When you say "thousands" of edges between USER and IP, do you think it could actually be "millions" or "tens of millions" or more? If not, then "thousands" should not be a problem for Titan with vertex centric indices. Index your edge properties and you should have fast ordering and traversals.
When you start to get deep into "millions", you might start to experience some problems - for me that has always been with processing global queries with titan-hadoop as the Vertex and its edges must be held in memory. That can make for some trouble spots when you're doing global analytics. From an operational perspective, Titan was always happy to keep writing edges into the millions on a vertex, but I'd tend to avoid it. Of course, much of my experience with this came before vertex cutting in Titan 1.0:
Cutting a vertex means storing a subset of that vertex’s adjacency
list on each partition in the graph. In other words, the vertex and
its adjacency list is partitioned thereby effectively distributing the
load on that single vertex across all of the instances in the cluster
and removing the hot spot.
which you might experiment with as you start to grow supernodes into the millions.

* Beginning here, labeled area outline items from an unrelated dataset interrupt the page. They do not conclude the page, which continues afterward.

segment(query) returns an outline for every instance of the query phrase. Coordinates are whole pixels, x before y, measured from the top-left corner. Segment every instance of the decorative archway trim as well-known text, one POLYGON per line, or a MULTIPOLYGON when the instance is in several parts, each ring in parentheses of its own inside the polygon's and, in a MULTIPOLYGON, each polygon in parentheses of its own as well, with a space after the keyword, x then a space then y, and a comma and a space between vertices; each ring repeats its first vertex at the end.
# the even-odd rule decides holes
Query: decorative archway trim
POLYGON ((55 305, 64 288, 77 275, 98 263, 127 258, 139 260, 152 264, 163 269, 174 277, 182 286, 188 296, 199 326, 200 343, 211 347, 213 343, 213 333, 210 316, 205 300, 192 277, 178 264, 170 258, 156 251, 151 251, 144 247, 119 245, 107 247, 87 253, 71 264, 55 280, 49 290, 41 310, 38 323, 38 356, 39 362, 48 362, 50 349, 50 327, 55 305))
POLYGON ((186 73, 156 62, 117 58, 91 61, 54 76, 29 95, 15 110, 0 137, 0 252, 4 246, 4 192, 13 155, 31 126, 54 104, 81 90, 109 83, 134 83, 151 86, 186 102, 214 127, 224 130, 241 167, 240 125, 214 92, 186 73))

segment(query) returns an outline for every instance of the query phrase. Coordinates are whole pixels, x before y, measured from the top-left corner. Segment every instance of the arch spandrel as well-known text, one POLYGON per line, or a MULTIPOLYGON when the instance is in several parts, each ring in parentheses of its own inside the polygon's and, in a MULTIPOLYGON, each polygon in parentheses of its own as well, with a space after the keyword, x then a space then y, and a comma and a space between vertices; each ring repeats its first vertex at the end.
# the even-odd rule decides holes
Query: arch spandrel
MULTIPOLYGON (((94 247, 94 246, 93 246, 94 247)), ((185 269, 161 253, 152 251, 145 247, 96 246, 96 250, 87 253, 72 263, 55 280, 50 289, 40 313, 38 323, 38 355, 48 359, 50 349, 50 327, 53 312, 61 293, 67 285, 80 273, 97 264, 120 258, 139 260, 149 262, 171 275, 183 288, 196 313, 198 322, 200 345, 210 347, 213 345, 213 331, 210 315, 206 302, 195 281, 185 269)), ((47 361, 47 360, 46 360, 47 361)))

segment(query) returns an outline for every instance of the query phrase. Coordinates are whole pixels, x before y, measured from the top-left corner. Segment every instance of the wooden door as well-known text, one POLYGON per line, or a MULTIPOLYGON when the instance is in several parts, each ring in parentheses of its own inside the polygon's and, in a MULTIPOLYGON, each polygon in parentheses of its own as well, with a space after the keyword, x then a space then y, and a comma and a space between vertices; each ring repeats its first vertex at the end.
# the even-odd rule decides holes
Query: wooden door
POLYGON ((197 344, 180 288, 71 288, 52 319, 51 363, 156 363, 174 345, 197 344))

I suppose the other option for supernodes in the millions of edges would be to model around it. Perhaps you introduce some structure between USER and IP. Convert that single LOGIN edge to some vertices/edges that might introduce a time concept between them like:
USER -> LOGIN_YEAR -> LOGIN_MONTH -> IP
So now, instead of creating just one edge between USER and IP you create a LOGIN_YEAR vertex and a LOGIN_MONTH vertex.